Thursday, November 1, 2012

The Commonplace


            Three black men approached me yesterday. Those black men happened to be quite intellectual friends of mine who attend Harvard and wanted to give me advice on world politics. But you wouldn’t think that, would you? Commonplace ideas and beliefs are those that most of your audience has in common. For some reason, our society has this negative idea of black men in groups while if I had been approached by three white females, it would not have come off as harshly. The Commonplace is a place where it seems your audience and you stand on equal footing. If you both think that gays should be banned from strip bars, that is your Commonplace. If you happen to both think that Stephanie Meyer is the very literal and figural definition of “sucking” as a writer, that is your commonplace to later convince your opponent of why is then that the Fifty Shades of Grey writer is actually talented (She’s not. That was just an example). The Commonplace is a way to reel your opponent, to begin in a common ground that will lead them to believe you guys think in the same manner, and ergo your future argument will ring some lines of truth.

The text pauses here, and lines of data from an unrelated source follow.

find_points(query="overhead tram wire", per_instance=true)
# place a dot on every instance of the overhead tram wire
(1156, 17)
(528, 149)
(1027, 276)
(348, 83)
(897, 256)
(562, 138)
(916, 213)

            The Commonplace Label is a great  use of The Commonplace and a great starting point for your argument, because they’ll think your argument is just a small step from that commonplace. These are not only beliefs, they are also slogans that have been ingrained into society’s mind. An example of this the “Where’s the beef?” slogan from the fast food restaurant Wendy’s. Walter Mondale used the commonplace slogan to attack his presidential opponent Gary Hart in a 1984 primary of the election. 1:16 minutes into the video, Walter uses the slogan to describe how he feels of Gary Hart’s ideas, very obviously making his point to the audience that is very familiar to the slogan and the negative connotation it brings with it. By doing this, he is standing on common ground with his audience and almost trailing their thinking to where they agree with him.
           
            Another tool is the Advantegeous. In this type of deliberative argument, you word the choices in a way that sounds as if your own personal choice is the better one. You downplay the one you hope they don’t pick, try to subtly mold it to the point where they’d rather gash their eyeballs out, or along those lines, and you make the other one to be more optimistic and satisfying for them. And yet, there are times when your audience will not deign to fall into your ever-concinving claws. They will keep repeating a phrase or an idea, clutching it like a handbag worth their year’s salary. Said repetition of an idea is babbling. “If your audience repeats the same thing over and over again, it is probably mouthing a commonplace.” Heinrichs’ definition of babbling is quite believable, like if someone were trying to convince an abstinent  girl who was raised in a town where every advertisement pronounced sex’s evilness and every school preached the sin that it was, chances are if you argue with her, she will most likely repeat “Sex is evil!” because that is a commonplace to her. And most commonplace’s are just things that have been programmed into our minds that we repeat them for the sake of an argument when really, all we are doing, is repeating a phrase, backing it up with no logical argument whatsoever. This is why The Rejection is usually made up of commonplaces. If an audience turns you down and you listen to the language it uses, chances are they will be using commonplaces, and you can use this further into the argument.